A ROSA - Narcisa Amália
Que ímpia mão te ceifou no ardor da sesta
Rosa d'amor, rosa purpurea e bela?
Almeida Garrett
Um dia em que perdida nas trevas da existência
Sem risos festivais, sem crenças de futuro,
Tentava do passado entrar no templo escuro,
Fitando a torva aurora de minha adolescência.
Volvi meu passo incerto à solidão do campo.
Lá onde não penetra o estrepitar do mundo:
Lá onde doura a luz o báratro profundo,
E a pálida lanterna acende o pirilampo.
E vi airosa erguer-se, por sobre a mole alfombra.
De uma roseira agreste a mais brilhante filha!
De púrpura e perfumes - a ignota maravilhal!
Sentindo-se formosa, fugia à meiga sombra!
Ai, louca! Procurando o sol que abrasa tudo
Gazil se desatava à beira do caminho;
E o sol, ébrio de amor, no férvido carinho
Crestava-lhe o matiz do colo de veludo!
A flor dizia exausta à viração perdida:
"Ah! minha doce amiga abranda o ardor do raio
Não vês? Jovem e bela eu sinto que desmaio
E em breve rolarei no solo já sem vida!
"Ao casto peito uni a abelha em mil delírios
Sedenta de esplendor, vaidosa de meu brilho;
E agora embalde invejo o viço do junquilho,
E agora embalde imploro a candidez dos lírios
"Só me resta morrer! Ditosa a borboleta
Que agita as áureas asas e paira sobre a fonte;
Na onda perfumosa embebe a linda fronte
E goza almo frescor na balsa predileta!"
E a viração passou. E a flor abandonada
Ao sol tentou velar a face amortecida;
Mas do cálix gentil a pétala ressequida
Sobre a espiral de olores rolou no pó da estrada!
Assim da juventude se rasga o flóreo véu
E do talento a estátua no pedestal vacila;
Assim da mente esvai-se a ideia que cintila
E apenas resta ao crente - extremo asilo - o céu!
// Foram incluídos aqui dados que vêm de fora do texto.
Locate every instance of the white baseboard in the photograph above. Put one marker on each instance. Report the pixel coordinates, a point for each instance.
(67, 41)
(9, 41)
[ n. amália - nebulosas, 1872 ]
notas_
ímpia - não respeita o sagrado
estrepitar - fazer barulho; vibrar com estrondo
alfombra - extensão de relva
gazil - elegante; de cores vivas
crestava - queimava; tostava
viço - força, vigor
ébrio - que é tomado de sentimento intenso; bêbado
ditosa - de boa sorte; bom destino
báratro - local com grande profundidade
junquilho - planta aromática
embalde - em vão; inutilmente
olor - cheiro; odor
almo - bom; venerável
. . . . . . . . . .
o eu lírico está melancólico. procurou no tempo da juventude alguma comepensação a esta tristeza do momento. mas encontrou a flor morrendo. esta flor que morre é a representação da transitoriedade da juventude. apesar do viço, da beleza, ela acabará logo.